From doomsday scenarios of malevolent robots to the real concerns around facial recognition software and automated decision-making systems, as illustrated in the film Coded Bias, the power of artificial intelligence has been accompanied by fears of its misuse. At the most recent NetIKX seminar, Ahren Lehnert of Synaptica addressed some of these issues from a knowledge and information management perspective.
As information professionals, the aspect of AI which we will encounter most frequently is machine learning (ML), the study of computer algorithms which improve automatically through experience and by the use of data. Machine learning requires ‘big data’, but this data must be clean, accurate and appropriate to the problem we are trying to solve. Many companies are yet to work out how to de-silo and clean their data, or how to analyse it once the preparatory work is complete. The main reasons why ML ‘fails’ are inaccurate, inconsistent or insufficient data (it is more difficult to find patterns in inconsistent data) coupled with a tendency to spend too much time on data cleansing rather than improving machine learning models.
Bots and bias
Common use cases for machine learning include content tagging, recommendation engines, recruitment, crime prevention, finance and autonomous vehicles. However, ML algorithms rely on a dataset of training data in order to make predictions or decisions – and this is where many of the ethical issues arise. A recent example was Microsoft’s chatbot Tay, which ‘learned’ from the data of interactions with Twitter users: in less than 24 hours, the bot was repeating abusive and offensive language.
The main source of bias, as Ahren pointed out, is that content is generated by people, and people have biases. When we refer to an algorithm as ‘racist’, we actually mean that the human-generated data behind the algorithms reflects racist assumptions – for example, when identifying crime suspects or evaluating mortgage applications. A related issue which is of particular concern to information professionals is that taxonomies can also have an inbuilt bias, as they are built from content which usually reflects an organisational viewpoint and which may well be flawed both in content and coverage. The Library of Congress classification scheme has recently attracted attention because of its structure and terminology, both of which are increasingly viewed as problematic.
What is ethical and who decides?
So what is ‘ethical AI’ and how can we achieve this? A useful starting point is provided by the FAST Track Principles (Fairness, Accountability, Sustainability, Transparency) developed by the Alan Turing Institute. Transparency requires ML and AI outcomes to be explainable – too often, ML systems are ‘black boxes’ where the user has no insight into the reason behind the results delivered by an algorithm. What all these factors – most obviously accountability- have in common is the importance of keeping the human in the loop throughout the entire process, from design to implementation.

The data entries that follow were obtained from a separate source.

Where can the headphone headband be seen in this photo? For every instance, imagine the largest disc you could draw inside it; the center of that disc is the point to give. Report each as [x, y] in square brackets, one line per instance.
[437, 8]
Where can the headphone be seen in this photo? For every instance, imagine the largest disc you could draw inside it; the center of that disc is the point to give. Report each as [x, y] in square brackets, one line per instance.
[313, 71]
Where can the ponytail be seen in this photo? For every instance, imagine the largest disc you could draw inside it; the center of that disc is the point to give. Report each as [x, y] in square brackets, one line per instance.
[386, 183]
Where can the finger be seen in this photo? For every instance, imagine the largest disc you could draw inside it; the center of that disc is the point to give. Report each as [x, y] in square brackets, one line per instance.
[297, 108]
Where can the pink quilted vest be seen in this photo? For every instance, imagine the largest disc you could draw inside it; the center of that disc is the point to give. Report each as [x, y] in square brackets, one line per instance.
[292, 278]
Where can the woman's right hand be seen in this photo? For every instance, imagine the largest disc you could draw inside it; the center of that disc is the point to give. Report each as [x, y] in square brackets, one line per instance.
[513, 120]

How do we reach a consensus on what is ethical? There are currently no codified standards, so who writes and enforces codes of conduct? Within an organisation, the emphasis needs to be on industry and geo-specific regulatory requirements and conducting appropriate risk assessments, as well as a willingness to invest in legal resources and to understand social concerns. There are some existing frameworks which can be used as guidelines: Ahren suggested finding something that works and adapting it for your own organisation.
A virtuous content cycle – KM to the rescue?
Knowledge organisation principles can help here by providing a controlled perspective. Many problems are solved by classification, so providing examples of desired classification will help to train the model. Labelling training data with predefined classes, using text analytics to process and extract new controlled values (and to cluster known and unknown values from unsupervised learning tasks) and using taxonomy and ontology management software to map these values are all vital to avoid the pitfalls of statistical bias, ambiguity and incompleteness. Thus, we can create a ‘virtuous content cycle’, using content to build a taxonomy, then using the taxonomy to tag content using controlled values and retrieving content in search based on the tags and text keywords.
One crucial step to success is to create trust in the data and systems, which can be achieved by following the FAST Track principles as detailed above and by following good data governance, content and knowledge management practice. The time invested in setting up an information architecture which prepares, cleanses and governs data appropriately will be a worthwhile investment in comparison with the time potentially spent cleansing data for each new machine learning activity. Clearly communicating the source and nature of data will help to increase trust in the system and its resulting analytics and reporting.
Ahren left us with three discussion questions: whose responsibility is AI? what can we do in our roles as information professionals to work toward ethical AI? and: is Star Wars or Star Trek better, and can we even make such a claim? – the final question relating specifically to issues of ethics, artificial intelligence and superintelligent AI. Although many of us were not working directly with AI or machine learning in a professional capacity, we were all able to identify ethical aspects of AI which impacted on our everyday lives and work tasks. Thanks to Ahren and all who participated for a stimulating and entertaining seminar!